POINT VIGNETTE

Le Creux cavern, a great hole 100 feet deep, and opening above on the hill, yawns on the beach. At high-water a boat can be pushed into this cauldron, which is a perfect miniature of the famed Buller of Buchan in Scotland. Point Vignette, La Terrible, or La Conchée, lifts its proud pinnacles beyond this. Les Burons and La Moie lie off the cliffs. Then comes a black ridge, looking like porphyry, termed, we believe, La Chateau. It bounds the only little cave, L’Eperquerie—Paregorois—Port Gourey, in which boats may be sheltered and moored. Into this caverned cave of green velvet it was our fortune to descend during one of the severest gales, the rolling foam beautifully contrasting with the black-green rocks. The small boats were dancing high on the liquid mountain, and even the cutters and a lugger were rocking and dipping their bows in the water, and yet at the time the water in this cave, and in Creux also, was the calmest around the islet. The group of fishermen below us on a rock-ledge were seemingly in dilemma for ourselves. It was a most perilous footing; so boisterous was the blast around the rocks, that we were compelled to cling to the rocks, and several of our hapless sketches were wafted aloft in a moment. The sailors seemed to think us wild, and to wonder how and whence we came, and, indeed, why we came at all; and yet this was what we hoped to see—a calm would have tamed the scene down to insignificance. Close to the landing-place and the off-lying rock it is all perfect studies. We have La Chapel de Meuve, a square block of pendant granite, as if momentarily about to fall. The range of rocks on the eastern coast consist chiefly of sienite. We have now well-nigh rounded the islet of Serk, a complete embarras de richesse; one glimpse of these rocks taken at random were worth a day’s journey.

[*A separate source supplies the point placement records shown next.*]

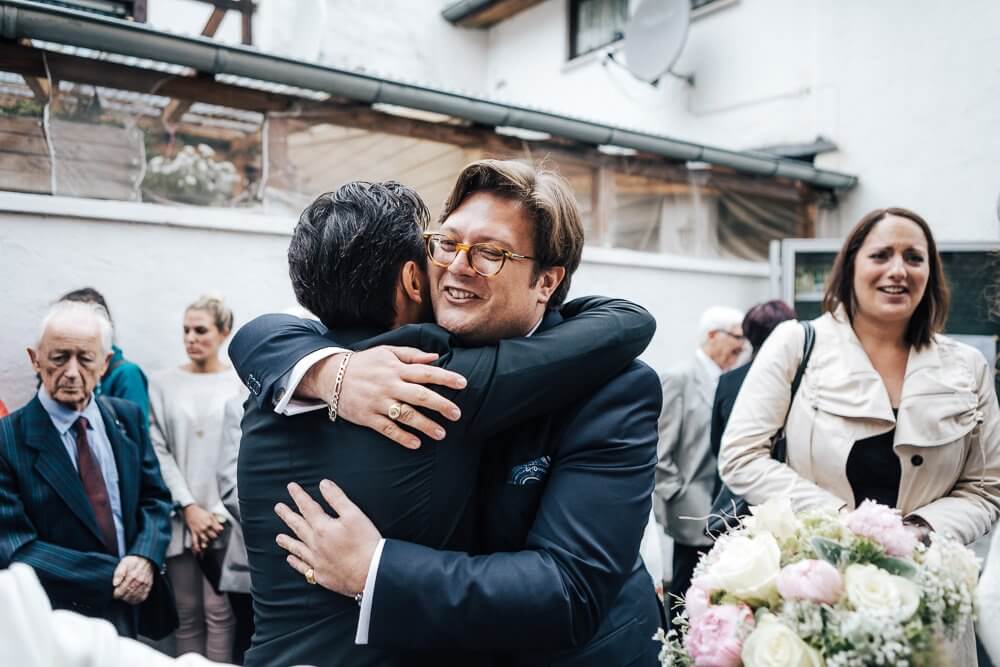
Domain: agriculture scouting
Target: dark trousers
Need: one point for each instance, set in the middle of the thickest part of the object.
(242, 605)
(123, 617)
(685, 558)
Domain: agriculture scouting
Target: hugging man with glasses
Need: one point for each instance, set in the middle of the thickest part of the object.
(512, 538)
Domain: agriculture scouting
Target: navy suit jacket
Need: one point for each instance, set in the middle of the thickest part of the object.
(558, 580)
(46, 520)
(424, 496)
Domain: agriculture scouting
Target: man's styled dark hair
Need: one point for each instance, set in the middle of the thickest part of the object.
(547, 200)
(348, 248)
(932, 312)
(760, 320)
(87, 295)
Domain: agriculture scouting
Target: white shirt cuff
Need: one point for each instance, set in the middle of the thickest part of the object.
(288, 383)
(361, 638)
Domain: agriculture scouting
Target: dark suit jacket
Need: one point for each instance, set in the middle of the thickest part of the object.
(559, 580)
(47, 522)
(418, 496)
(725, 397)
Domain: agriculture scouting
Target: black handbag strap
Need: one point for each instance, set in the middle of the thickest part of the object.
(807, 346)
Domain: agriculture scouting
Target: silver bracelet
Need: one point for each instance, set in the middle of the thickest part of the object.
(331, 407)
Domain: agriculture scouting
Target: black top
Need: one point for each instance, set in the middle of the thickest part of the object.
(874, 471)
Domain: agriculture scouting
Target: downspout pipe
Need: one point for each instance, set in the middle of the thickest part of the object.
(26, 19)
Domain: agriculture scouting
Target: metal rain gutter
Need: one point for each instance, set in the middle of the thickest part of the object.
(25, 19)
(462, 9)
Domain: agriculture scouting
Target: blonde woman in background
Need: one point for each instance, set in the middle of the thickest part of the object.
(187, 405)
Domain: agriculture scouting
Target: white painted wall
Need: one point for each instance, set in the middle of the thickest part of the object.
(908, 89)
(401, 39)
(148, 272)
(151, 261)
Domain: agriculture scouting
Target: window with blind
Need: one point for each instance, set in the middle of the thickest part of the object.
(595, 23)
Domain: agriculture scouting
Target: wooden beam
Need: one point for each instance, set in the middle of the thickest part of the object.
(176, 108)
(39, 88)
(28, 62)
(213, 23)
(496, 12)
(139, 11)
(234, 5)
(248, 24)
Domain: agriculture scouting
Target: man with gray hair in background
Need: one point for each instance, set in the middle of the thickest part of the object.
(81, 497)
(686, 466)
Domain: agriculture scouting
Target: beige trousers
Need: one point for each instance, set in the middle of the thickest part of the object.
(207, 624)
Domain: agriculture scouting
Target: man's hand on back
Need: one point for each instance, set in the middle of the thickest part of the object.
(378, 378)
(339, 549)
(132, 580)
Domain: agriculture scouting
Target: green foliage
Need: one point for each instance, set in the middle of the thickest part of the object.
(864, 550)
(828, 550)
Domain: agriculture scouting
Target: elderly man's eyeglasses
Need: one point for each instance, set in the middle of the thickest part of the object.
(485, 259)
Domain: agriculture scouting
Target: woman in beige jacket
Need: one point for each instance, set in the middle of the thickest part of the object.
(888, 409)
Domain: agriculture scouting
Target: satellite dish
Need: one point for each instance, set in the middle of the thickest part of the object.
(655, 36)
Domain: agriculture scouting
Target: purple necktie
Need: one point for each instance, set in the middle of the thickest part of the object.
(94, 486)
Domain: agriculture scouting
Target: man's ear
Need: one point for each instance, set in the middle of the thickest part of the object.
(107, 362)
(548, 280)
(411, 281)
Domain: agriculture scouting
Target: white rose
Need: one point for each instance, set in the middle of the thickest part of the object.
(870, 588)
(747, 568)
(776, 517)
(774, 644)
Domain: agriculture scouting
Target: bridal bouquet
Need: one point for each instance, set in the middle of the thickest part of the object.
(821, 588)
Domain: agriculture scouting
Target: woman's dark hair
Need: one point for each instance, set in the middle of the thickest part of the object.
(761, 319)
(931, 313)
(348, 248)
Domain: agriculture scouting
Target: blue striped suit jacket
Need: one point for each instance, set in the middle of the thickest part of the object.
(46, 520)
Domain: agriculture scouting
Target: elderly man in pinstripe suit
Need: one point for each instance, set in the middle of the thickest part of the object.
(81, 497)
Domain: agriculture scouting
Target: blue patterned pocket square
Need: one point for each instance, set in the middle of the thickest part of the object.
(532, 472)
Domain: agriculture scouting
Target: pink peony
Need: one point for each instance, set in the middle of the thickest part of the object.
(696, 602)
(812, 580)
(715, 639)
(882, 524)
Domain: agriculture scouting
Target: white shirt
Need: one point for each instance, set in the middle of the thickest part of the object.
(33, 635)
(292, 406)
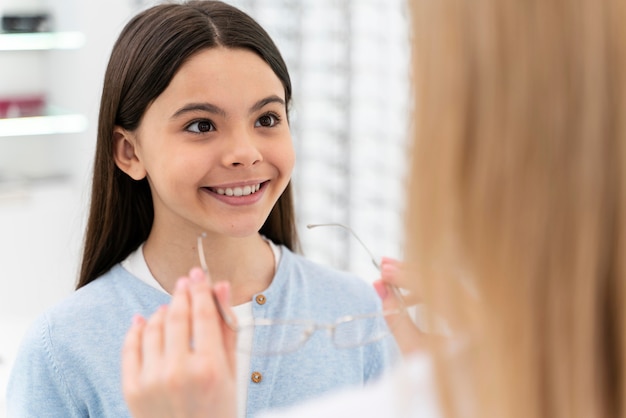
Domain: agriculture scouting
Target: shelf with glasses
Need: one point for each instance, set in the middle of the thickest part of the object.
(53, 121)
(41, 41)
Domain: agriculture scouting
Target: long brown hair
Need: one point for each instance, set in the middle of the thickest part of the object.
(146, 56)
(517, 214)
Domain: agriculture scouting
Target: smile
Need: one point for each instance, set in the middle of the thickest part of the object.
(238, 191)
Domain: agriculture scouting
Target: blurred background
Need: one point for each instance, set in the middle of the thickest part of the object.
(348, 61)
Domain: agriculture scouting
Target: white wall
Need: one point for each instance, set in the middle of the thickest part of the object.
(41, 223)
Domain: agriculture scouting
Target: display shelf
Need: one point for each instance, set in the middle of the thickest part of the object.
(38, 41)
(53, 122)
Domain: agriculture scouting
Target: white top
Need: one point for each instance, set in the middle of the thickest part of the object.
(407, 391)
(136, 265)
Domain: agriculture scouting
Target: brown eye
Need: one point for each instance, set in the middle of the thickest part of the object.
(201, 126)
(267, 121)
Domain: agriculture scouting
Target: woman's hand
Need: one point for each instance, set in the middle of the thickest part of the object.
(181, 361)
(408, 336)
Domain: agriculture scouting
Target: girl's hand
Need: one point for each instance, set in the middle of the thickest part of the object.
(408, 336)
(181, 361)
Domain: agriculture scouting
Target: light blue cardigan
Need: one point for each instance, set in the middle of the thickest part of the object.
(69, 361)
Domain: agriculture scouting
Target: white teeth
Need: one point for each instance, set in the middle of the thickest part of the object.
(239, 191)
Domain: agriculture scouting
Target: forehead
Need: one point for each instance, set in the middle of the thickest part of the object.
(224, 71)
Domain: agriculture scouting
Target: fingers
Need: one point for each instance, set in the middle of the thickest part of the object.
(222, 293)
(392, 274)
(206, 328)
(390, 271)
(177, 322)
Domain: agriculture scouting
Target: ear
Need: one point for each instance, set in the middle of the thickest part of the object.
(124, 151)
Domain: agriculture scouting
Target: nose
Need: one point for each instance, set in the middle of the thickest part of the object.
(241, 150)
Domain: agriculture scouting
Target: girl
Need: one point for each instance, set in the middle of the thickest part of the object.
(516, 226)
(193, 139)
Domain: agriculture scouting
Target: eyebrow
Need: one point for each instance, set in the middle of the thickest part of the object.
(211, 108)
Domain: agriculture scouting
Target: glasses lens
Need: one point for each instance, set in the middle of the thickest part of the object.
(360, 331)
(280, 337)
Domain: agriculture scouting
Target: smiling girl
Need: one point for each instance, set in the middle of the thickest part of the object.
(193, 139)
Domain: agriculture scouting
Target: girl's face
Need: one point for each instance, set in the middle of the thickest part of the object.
(215, 145)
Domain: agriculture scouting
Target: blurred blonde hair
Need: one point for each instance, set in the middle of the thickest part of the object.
(517, 208)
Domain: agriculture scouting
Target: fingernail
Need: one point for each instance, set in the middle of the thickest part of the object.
(381, 289)
(182, 283)
(196, 275)
(137, 319)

Hark! amid the howling of the wind there is the scrape of a fiddle—shade of Straduarius, a cremona in Serk! A band of wandering minstrels are wind-bound in the islet, and in sympathy they are about to invoke Terpsichore in a stable-loft, approached by a narrow mud path, beneath a dripping hedge and a muck-heap! And there is the fair, the fairest maid in Serk, Fanny, of whom it is the fashion to talk, flirting in very accomplished style, raising flames of jealousy among the juveniles who resort to Mrs. Hizzlehurst’s hotel. It was a very fair bit of romantic burlesque, and took.

We are in Serk four days more than we had contemplated; the pressure of harvest binds us in the islet; all hands to the sickle and the sheaf. Boreas, however, had the credit of our imprisonment; yet we regret it not—almost every waking hour was passed in contemplation of some fresh beauty. The bracing breeze of health, the complete retirement—solitude, if you will—the absence of all mere holiday intrusion, the instant transition from our hostelry into the midst of romantic beauty, to be admired or studied as the fit may work, and, withal, the order of domestic economy, all mark this little islet as the perfect home of the student who is reading or writing—of the romantic wanderer—of the artist—of the geologist—of all, indeed, who love to revel in wild and unspoliated nature.

Adieu! beautiful Sark, we shall not soon forget your perfection; adieu! for yonder lies the “Lady” of the islet, in whose bosom we are to be wafted off to Guernsey with the market-people who wend to St. Peter’s Port to replenish the exhausted stores of the islet. Romance itself must be fed, it cannot live on flowers: and so, at five in the morning, in bright moonlight, amid a bevy of visitors and a group of Serquois peasants, we have passed the portal of the rocks, and wait on the beach to be rowed to the cutter in the cove—wind, tide, and currents dead against us; so, to gain an offing, we make the tour of the island, and by a long tack of three miles run up the Great Russell and round Castle Cornet into the haven of Sarnia.

And now, still further southward, we are nearing the fairest islet of the Channel, and after the circuitous struggles of our voyage from Serque, with all the charm of contrast, we overcome time and space with almost a certainty of progression. We chuckle at this triumph of vapour over the gales, yet with time to spare, and with wind and tide and current in our favour—a very rare coincidence in the Channel seas—we would yet prefer to hoist our canvas, and skim leisurely over the glittering waves to Jersey.